Prerequisites
Requirements for importing and exporting data to Amazon S3
To import data from and export data to Amazon S3, you need:
- An Amazon Web Services (AWS) account.
- An AWS Identity and Access Management (IAM) user with credentials for programmatic access (access key ID, secret access key). Such a user can be set up for an AWS account in the AWS Management Console: Services
IAM
Users
Add User. Programmatic access should be granted to the user when setting the AWS access type (figure 1.1). Please note that the IAM user must only have access to the S3 locations where GCE, the CLC Genomics Server, and the CLC Workbench should be able to access files. The IAM user should for example not have API access to anything else in AWS.
- The IAM User should be granted the following permission policy: AmazonS3FullAccess. A more limiting policy can be used if there is a need to restrict access to Amazon S3 to some degree.
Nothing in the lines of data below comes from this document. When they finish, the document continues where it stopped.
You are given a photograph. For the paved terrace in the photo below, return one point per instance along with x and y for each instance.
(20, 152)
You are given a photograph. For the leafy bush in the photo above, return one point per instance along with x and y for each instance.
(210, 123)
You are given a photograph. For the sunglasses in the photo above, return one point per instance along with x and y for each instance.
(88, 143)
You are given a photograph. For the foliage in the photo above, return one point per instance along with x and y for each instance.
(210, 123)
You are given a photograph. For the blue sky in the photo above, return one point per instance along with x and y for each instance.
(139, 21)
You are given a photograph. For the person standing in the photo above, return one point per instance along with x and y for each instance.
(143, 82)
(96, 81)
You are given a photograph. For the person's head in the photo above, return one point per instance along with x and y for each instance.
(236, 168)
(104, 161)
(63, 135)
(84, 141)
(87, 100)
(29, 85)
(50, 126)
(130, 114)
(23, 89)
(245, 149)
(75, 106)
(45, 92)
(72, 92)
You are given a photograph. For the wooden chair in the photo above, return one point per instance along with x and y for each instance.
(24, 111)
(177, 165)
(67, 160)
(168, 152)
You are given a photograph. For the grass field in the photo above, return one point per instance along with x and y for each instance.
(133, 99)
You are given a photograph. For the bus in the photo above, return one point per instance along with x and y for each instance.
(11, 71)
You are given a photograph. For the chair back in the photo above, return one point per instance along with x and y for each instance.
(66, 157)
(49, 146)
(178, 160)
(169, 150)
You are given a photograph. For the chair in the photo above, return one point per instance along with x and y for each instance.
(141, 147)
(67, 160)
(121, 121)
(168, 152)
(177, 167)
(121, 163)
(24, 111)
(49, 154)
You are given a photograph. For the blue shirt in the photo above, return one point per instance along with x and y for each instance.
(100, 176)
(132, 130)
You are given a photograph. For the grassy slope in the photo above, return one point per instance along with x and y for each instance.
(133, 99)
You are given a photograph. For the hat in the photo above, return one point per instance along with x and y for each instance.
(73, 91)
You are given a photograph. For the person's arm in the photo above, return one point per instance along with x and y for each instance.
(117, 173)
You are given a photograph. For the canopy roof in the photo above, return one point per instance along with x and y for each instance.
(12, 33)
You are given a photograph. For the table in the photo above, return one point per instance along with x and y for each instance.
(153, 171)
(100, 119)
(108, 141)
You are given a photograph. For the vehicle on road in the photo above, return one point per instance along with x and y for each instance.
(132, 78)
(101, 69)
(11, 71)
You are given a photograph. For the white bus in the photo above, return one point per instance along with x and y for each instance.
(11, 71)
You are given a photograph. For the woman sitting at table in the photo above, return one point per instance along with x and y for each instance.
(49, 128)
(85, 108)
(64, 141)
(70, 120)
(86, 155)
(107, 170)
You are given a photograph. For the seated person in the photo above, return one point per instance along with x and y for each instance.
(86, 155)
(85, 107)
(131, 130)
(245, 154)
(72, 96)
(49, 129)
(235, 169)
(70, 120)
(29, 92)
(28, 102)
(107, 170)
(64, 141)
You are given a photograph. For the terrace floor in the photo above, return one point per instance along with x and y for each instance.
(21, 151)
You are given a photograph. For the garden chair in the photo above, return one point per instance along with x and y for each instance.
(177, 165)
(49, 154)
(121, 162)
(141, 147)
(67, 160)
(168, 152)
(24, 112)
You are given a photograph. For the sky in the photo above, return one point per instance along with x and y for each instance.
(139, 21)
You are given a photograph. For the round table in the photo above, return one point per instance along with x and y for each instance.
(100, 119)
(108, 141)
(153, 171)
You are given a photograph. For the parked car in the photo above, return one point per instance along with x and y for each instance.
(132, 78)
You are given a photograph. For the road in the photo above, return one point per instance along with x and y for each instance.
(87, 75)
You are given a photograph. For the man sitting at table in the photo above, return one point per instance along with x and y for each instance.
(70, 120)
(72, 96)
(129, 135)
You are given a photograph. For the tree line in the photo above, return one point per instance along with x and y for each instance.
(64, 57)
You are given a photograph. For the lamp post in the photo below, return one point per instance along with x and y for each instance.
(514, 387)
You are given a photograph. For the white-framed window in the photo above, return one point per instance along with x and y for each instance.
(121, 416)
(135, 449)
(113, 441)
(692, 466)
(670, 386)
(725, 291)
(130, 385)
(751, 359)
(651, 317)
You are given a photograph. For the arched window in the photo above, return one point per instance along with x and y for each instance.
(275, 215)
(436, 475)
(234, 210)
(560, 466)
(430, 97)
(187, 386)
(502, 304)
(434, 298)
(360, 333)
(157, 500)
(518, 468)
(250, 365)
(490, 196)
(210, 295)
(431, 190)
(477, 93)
Figure 1.1: Enabling programmatic access for an AWS IAM user can be done in the AWS Management Console. Note: This screenshot is for illustration purposes only. Details may be changed at any time by AWS.
Requirements for running workflows and accessing results
In addition to the requirements above, you will need the following to be able to run workflows in the cloud, to find jobs or to download results from jobs that have been run in the cloud:
- The CLC Genomics Cloud Engine deployed on your AWS account. Read more about the product and request a quote here: https://www.qiagenbioinformatics.com/products/clc-genomics-cloud-engine/.
- At least one Amazon S3 bucket set up to be used for caching uploaded files. The CLC Genomics Cloud Engine includes a tool to set up such a bucket.
- The following permission policy granted to the IAM User: AWSResourceGroupsReadOnlyAccess. This policy grants the user the rights needed to automatically find the cache bucket in Amazon S3.